The Deceitful Heart

It was August of 1942, and the U.S. Marines were locked in deadly combat with Imperial Japanese forces for possession of the island of Guadalcanal. It would turn out to be a pivotal point in the war in the Pacific, but the early days of the epic battle up to that point had been bleak, with no end in sight.

Enter one Lt. Col. Frank Goettge, a Marine Intelligence officer attached to the First Marine Division. Because of the surrender of several Japanese and Korean laborers involved in building a landing strip in the jungle as well as the testimony of a captured Japanese Warrant Officer, he decided that the enemy had had enough and would surrender if prodded to do so. Someone had also reported seeing a white flag of surrender in a tree farther back in the jungle. He put together a patrol of around twenty-five men and boarded a landing craft to travel around the island to scout out the situation. Though it went against protocol, Goettge felt in his heart that there was a good chance that a lot of lives could be saved if the Japanese simply surrendered.

Goettge never returned, and only three Marines survived the patrol. The rest of the patrol was wiped out on the landing beach, and most of their bodies were never recovered. In many ways, it can be regarded as the Marine equivalent to Custer’s Last Stand. Goettge followed his heart because he felt that what he was doing would have dramatic results on the outcome of the battle. Because he felt so strongly in his convictions, he ignored many of the warning signs that an Intelligence officer like himself should have picked up on.

He was warned by Colonel Whaling, the 5th Marine Regiment's executive officer, that resistance close to the area he had chosen to go ashore had been heavy. It was also later learned that the captured enemy Warrant Officer had been plied with alcohol before he began giving out information on the morale of the enemy. The ‘white’ flag that had been spotted in the jungle closely resembled a common Japanese battle flag at the time.

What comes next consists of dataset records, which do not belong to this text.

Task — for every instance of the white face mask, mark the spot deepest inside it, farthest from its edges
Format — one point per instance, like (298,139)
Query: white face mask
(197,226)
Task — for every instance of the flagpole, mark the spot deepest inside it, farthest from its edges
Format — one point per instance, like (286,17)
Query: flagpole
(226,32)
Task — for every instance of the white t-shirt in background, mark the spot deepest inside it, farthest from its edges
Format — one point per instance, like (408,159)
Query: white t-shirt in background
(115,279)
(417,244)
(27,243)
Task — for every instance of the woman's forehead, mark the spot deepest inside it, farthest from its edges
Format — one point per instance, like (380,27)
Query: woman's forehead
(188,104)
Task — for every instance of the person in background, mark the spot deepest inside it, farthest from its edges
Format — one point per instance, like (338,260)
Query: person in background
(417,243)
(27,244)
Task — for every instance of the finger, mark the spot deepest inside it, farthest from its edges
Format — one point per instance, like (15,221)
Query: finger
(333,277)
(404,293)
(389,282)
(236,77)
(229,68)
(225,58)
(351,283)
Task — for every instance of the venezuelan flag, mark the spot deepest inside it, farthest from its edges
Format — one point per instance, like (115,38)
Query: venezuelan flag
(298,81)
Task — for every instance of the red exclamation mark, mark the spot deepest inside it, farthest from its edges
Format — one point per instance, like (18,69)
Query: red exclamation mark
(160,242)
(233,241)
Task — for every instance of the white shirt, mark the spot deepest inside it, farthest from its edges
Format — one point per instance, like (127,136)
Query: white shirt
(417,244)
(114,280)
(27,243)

So many times we also ignore the warning signs in our own spiritual lives and instead we simply follow our feelings or emotions. From the pulpit we are warned of impending judgment, and we listen but it never touches our lives. We feel the Holy Spirit directing us in one direction, and we ignore Him and go in another. The Bible lays it all out for us, by the book, and we rationalize it away by becoming self-righteous in our own eyes. Because we think we have plenty of time and besides, who knows better what we need to do in our lives than our own heart of hearts? It is dangerous to follow your heart while disregarding Spiritual truths presented to us in God’s Word and expressed to us by His Holy Spirit.

The Bible, in Jeremiah 17:9 says, “The heart is deceitful above all things, and desperately wicked: who can know it?” I’ve learned over the years the truth associated with this verse. My heart is deceitful, and it has placed me in harm’s way more than once when I followed it without backing it up with scripture. By the way, I’m not talking about the blood-pumping organ that resides in your chest; I’m talking about your heart.

How’s your heart these days? Jeremiah adds, “I the LORD search the heart, I try the reins, even to give every man according to his ways, and according to the fruit of his doings.” God’s Word states that He is searching our hearts this morning – what is he finding there?